As convincing as the data stands, Pearson alludes to several other factors impacting what’s available on taps in my town:
- “We see a lot of differences across the state of Indiana. Since you asked about the BW3 you went to my answer would be it is just the one you were at because you can find our beers at 10 BW3s in central Indiana right now. There also are still local preferences so for example while our Lift-Off IPA might not be the most popular beer at a BW3s in Greencastle we would expect our Vacation Kolsch or Muse Belgian Golden Ale to do very well if it was put on.”
- “In terms of Greencastle we have not historically seen a lot of sales in that area. The Inn at Depauw buys our beers every once in a while but otherwise it is very hit and miss. For comparison Crawfordsville is not that different a city and we generally always have beers at three to five places at any given time at places there.”

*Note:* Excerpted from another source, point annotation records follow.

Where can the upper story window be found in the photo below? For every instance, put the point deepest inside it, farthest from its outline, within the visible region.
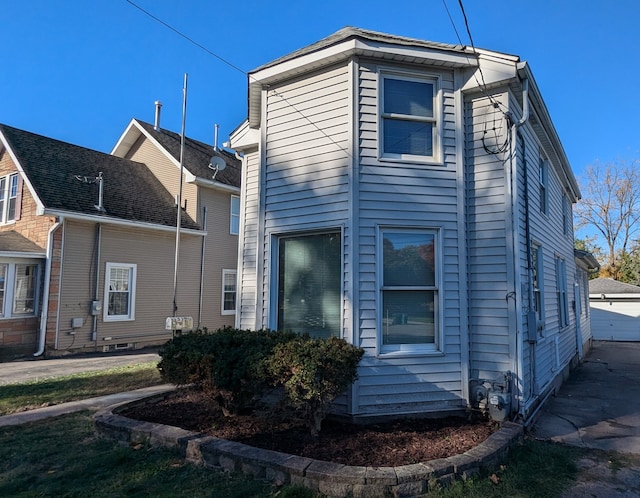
(120, 292)
(18, 289)
(543, 178)
(409, 292)
(409, 117)
(228, 292)
(234, 226)
(8, 197)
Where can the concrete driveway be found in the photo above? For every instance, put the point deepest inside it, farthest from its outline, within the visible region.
(599, 405)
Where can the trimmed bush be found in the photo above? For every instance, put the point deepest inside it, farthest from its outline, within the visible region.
(314, 372)
(226, 363)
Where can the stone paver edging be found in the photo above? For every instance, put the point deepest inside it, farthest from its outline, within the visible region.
(331, 479)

Of course, as I have documented to great length, the craft beer culture in my town is soon to change with the opening of our first brewery. Many of us—across several age, gender, and income demographics—absolutely cannot wait for those doors to open. And even though every craft beer drinker who lives here will certainly become loyal patrons of the new establishment, I would still like to have occasional access to a Lift-Off or a Rooftop or a Hop for Teacher as well. It’s a problem which comes with a very American solution, one Pearson explained effectively. “I always tell people that the best way to see more craft beer at the places you go is to ask for it,” he concludes. “Restaurants and stores order what they think will sell.